Alex Constantine - May 12, 2009
By Alex Constantine
Just a note to point out that the NTSB and media have gone on at length about the pilots' "inexplicable" response to Flight 3407 stall warnings.
"Pilots are trained to react to such [stall] warnings by speeding up and lowering a plane's nose." - USA Today
This mantra has supplanted "ice on the wings."
True? "Colgan's training program does not include simulator training into how pilots should react when the stall warning system activates, sources said." USA Today may be correct about pilots in general, but not the two who died on February 12 in Buffalo, New York.
The aircraft stalled - for unexplained reasons - at low altitude over a populated area as the turboprop slowed to make its landing.
Radar data shows that Flight 3407 dropped from 1,800 feet above sea level to 1,000 feet in five seconds.
The media have stopped talking about that stall, the ultimate reason for the crash, and in this shell game we are to concentrate on the pilots' professional, personal (and financial) flaws instead.
"Pilots are trained to react to such warnings by speeding up and lowering a plane's nose." True? A comment left at USA Today by a former pilot trainer for Pinnacle Airlines .- other aviators may dispute the policy, but what has been taught to Pinnacle pilots?
"This is incorrect ... It would be correct in general aviation, (the source for this article seems to be a collegiate training program instructor) but unfortunately at Pinnacle airlines, and all of the other airlines I have flown for, pilots are trained to go max thrust and maintain altitude during a stall. This entails pulling back on the control column... My understanding is that this was mandated by the FAA. I was a simulator instructor at Pinnacle, the owner of Colgan, and was forced to teach this procedure, though I always told my students to do what they had to do under the circumstances to keep the airplane flying. In reality, in most circumstances, this is to lower the nose. Here it may have been that the pilot was following procedure... doing what he was taught to do, to maintain altitude, and due to the changed conditions, icing, over controlled."
Lowering the nose may work - but its an emergency response to an already critical condition, and comes with no guarantees. The pilots had mere moments to respond.

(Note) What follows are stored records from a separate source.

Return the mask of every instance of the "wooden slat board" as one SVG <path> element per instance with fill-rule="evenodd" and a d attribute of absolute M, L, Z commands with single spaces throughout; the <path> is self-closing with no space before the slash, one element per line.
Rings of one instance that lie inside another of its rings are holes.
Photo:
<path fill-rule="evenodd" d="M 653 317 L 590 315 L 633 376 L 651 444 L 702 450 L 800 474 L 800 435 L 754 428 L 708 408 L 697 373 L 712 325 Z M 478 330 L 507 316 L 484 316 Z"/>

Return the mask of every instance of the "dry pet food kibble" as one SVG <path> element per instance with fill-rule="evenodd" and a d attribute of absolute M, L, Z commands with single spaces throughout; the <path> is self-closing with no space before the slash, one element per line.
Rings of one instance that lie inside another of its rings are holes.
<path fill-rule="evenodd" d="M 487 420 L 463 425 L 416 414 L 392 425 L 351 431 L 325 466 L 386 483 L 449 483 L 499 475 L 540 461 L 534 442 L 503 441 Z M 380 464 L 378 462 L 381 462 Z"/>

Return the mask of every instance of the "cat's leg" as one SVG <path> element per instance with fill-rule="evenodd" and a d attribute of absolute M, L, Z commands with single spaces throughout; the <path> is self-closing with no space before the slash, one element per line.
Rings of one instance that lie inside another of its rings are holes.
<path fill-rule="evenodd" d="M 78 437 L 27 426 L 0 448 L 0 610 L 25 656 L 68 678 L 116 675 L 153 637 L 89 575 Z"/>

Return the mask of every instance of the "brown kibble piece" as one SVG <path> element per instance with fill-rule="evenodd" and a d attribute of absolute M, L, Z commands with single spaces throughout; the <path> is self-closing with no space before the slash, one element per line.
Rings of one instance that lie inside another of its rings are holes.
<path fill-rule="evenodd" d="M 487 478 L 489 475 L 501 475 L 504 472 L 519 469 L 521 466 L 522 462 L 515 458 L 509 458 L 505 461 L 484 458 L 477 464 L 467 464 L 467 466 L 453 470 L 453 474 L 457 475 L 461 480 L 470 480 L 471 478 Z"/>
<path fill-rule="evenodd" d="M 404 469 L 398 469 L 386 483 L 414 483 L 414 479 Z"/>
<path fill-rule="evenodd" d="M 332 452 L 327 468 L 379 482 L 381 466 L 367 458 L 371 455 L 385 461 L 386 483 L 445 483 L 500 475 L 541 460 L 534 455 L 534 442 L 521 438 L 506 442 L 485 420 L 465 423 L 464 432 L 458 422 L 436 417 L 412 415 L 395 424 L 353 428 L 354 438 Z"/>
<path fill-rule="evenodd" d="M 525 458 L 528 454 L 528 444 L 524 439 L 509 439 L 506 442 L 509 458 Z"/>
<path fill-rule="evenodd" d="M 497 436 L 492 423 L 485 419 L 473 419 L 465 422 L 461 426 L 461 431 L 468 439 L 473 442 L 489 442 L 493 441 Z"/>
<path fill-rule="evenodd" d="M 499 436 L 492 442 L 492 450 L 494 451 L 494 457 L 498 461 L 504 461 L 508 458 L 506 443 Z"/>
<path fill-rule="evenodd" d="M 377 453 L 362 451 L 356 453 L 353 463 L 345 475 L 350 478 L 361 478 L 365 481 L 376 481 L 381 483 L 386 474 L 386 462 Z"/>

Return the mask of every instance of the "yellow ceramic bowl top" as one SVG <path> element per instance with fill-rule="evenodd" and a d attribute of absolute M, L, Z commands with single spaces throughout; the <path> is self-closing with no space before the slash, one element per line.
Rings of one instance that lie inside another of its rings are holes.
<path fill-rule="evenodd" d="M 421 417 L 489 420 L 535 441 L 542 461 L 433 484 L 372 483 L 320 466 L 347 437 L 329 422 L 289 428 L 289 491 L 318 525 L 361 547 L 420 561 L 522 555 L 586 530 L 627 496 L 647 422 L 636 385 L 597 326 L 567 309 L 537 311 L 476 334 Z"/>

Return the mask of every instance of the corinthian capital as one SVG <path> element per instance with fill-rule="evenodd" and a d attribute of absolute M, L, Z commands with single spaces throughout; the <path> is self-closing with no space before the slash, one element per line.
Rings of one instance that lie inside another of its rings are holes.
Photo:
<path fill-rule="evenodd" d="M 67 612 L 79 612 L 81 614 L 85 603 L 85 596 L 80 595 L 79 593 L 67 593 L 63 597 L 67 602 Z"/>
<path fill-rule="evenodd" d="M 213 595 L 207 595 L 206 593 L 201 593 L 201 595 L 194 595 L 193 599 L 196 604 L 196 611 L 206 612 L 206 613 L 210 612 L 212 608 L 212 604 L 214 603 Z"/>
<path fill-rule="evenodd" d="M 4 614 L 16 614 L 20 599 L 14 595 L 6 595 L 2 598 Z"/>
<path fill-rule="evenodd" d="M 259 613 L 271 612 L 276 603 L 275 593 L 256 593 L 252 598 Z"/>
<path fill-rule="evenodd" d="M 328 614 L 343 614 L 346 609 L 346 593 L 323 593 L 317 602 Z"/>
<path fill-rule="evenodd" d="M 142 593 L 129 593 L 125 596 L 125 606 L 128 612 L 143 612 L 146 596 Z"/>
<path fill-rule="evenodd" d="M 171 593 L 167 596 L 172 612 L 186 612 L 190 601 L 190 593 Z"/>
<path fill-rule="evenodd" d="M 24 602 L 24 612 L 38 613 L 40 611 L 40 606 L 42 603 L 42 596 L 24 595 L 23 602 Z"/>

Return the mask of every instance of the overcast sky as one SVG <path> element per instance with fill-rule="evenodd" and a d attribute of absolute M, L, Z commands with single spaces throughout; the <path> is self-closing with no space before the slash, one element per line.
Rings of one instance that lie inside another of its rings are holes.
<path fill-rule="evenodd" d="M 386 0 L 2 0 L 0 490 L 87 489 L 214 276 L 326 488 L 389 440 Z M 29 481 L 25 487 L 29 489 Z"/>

The plane had been disabled - by accident or design?
Emphasis should be placed on explaining it, but almost no attention is given to this at all, an insignificant detail. It wasn't ice. What caused the stall, forcing the pilots to take emergency measures that they weren't properly trained for in the few moments they had left?
Notice that sabotage is not even even considered by the NTSB. And that, I believe, is by design, like the stall itself, and concentrating on "pilot error" is a means of limiting the NTSB investigation to reach a predetermined conclusion.